Ma dernière lettre vous annonçait notre départ pour le 19, mais les calmes nous ont retenus deux jours de plus à Port de France [1]. J’en ai profité pour me sauver à terre et faire de bonnes promenades ; seul avec ma canne et sous une douce température de 30 et quelques degrés j’ai trotté un peu dans les environs de l’établissement français. J’ai vu un sol qui ne demande qu’à être cultivé, où tout pousse à merveille ; la campagne est très accidentée, mais dans les environs de Port de France on trouve peu d’eau douce, il faut creuser à une certaine profondeur pour en trouver ; aussi quand il pleut ne perd-on rien, chacun a sous sa chassatte [2] des barriques ou des caisses en tôle et c’est ainsi qu’il fait sa provision pour quelques jours. J’ai rencontré quelques fermes en exploitation mais sous ce rapport il n’y a encore rien de bien important, dans quelques années il y aura probablement du nouveau dans la colonie ; le Gouverneur a décidé tous les colons que nous avons amenés à aller s’établir sous la conduite de l’un d’eux dans le pays qui a été enlevé à une tribu soumise dernièrement ; on leur fournit quelques bestiaux, des instruments et le terrain leur est donné. Ceux qui l’ont vu le disent très beau et déjà en rapport grâce à l’innombrable quantité de cocotiers qu’il nourrit ; on estime qu’en vendant l’huile qu’ils pourront faire très simplement avec les fruits de ces arbres nos colons trouveront aussitôt un revenu de 60 000 francs par an. Le territoire dont ils prendront possession est une grande plaine sur le bord de la mer et traversée par une rivière très grande que des avisos de la force de ceux de la station peuvent remonter. Cette plaine se trouve sur la cote NE de l’île et il faut traverser cette dernière pour communiquer par terre.
Jusqu’à présent les transports se sont presque tous faits par mer, on commence seulement à faire des routes et avant quelques dizaines d’années il ne faut pas compter se promener même en diligence dans notre colonie. Ce sont les disciplinaires qui sont chargés de cette besogne, j’ai visité un de leur chantiers et j’ai vu un assez beau travail, c’est une route de ceinture qui part de Port de France et court en suivant la côte NO, on les surveille très activement et leur travail s’en ressent.

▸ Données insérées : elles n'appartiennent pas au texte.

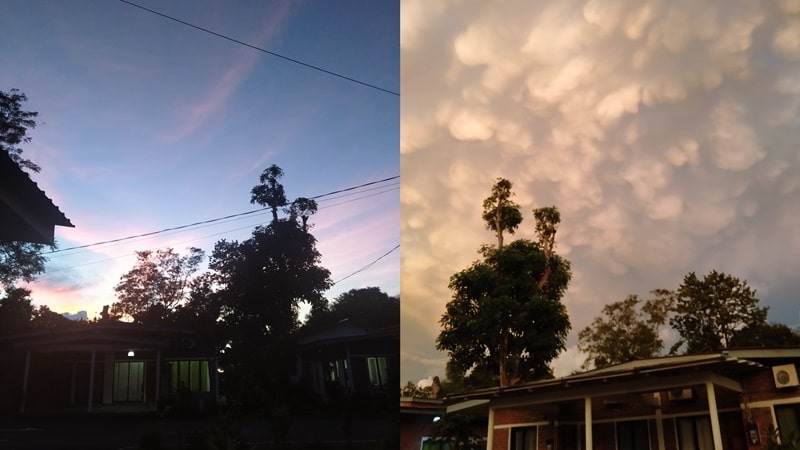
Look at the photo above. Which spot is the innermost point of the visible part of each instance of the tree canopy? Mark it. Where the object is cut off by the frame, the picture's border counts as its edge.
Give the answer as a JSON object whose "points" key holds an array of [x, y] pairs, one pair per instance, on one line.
{"points": [[626, 330], [709, 314], [506, 322], [14, 125], [19, 261], [710, 311], [367, 308], [156, 285]]}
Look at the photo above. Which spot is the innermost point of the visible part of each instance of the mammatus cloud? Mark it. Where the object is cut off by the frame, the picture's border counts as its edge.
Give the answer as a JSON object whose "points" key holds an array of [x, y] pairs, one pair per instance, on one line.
{"points": [[664, 131]]}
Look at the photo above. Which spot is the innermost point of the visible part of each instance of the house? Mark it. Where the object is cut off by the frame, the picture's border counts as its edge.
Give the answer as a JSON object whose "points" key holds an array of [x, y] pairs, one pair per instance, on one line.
{"points": [[105, 366], [28, 214], [726, 401], [418, 417], [349, 359]]}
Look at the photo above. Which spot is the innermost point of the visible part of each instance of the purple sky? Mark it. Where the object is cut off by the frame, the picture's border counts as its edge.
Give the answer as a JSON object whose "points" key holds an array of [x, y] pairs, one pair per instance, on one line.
{"points": [[147, 124]]}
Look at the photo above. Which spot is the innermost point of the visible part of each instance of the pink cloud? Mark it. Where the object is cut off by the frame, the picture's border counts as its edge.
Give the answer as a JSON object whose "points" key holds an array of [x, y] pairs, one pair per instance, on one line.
{"points": [[198, 114]]}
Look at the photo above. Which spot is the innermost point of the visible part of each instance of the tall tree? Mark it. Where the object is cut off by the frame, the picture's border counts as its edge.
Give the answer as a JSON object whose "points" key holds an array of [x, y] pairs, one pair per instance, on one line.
{"points": [[19, 261], [16, 311], [14, 125], [269, 192], [626, 330], [266, 277], [302, 209], [710, 311], [367, 308], [157, 284], [503, 319], [500, 213]]}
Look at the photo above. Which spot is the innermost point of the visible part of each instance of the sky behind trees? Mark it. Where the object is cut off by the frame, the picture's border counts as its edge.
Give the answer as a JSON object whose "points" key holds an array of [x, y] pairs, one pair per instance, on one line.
{"points": [[147, 124], [664, 131]]}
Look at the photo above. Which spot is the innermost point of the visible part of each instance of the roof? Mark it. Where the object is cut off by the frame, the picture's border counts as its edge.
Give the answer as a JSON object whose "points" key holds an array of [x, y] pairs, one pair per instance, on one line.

Du reste on les mène bien ; avant que le nouveau Gouverneur fût installé, ils avaient un capitaine qui leur avait laissé trop de liberté, il a été changé et pour ramener ses lapins dans la bonne voie on a fait plusieurs exemples : deux d’entre eux ont été fusillés, quatre condamnés aux travaux forcés et plusieurs autres soit à la réclusion soit à la prison. Nous avons les condamnés à notre bord, on avait commencé par les mettre aux fers dès le début, le commandant par excès de bonhomie a eu la faiblesse de les laisser libres à bord. Il faut être bon, mais il ne faut pas l’être trop, puisque la société enferme ceux qu’elle punit pour ne pas les laisser dans son sein, pourquoi sur un navire n’applique-t-on pas le même principe ? La morale du reste s’oppose à la mesure prise par le Commandant et que je blâme, laisser des forçats jouir ici des mêmes privilèges que nos matelots, et faire absolument le même service, c’est faire injure à un équipage puisque c’est n’établir aucune différence entre de braves gens et des canailles.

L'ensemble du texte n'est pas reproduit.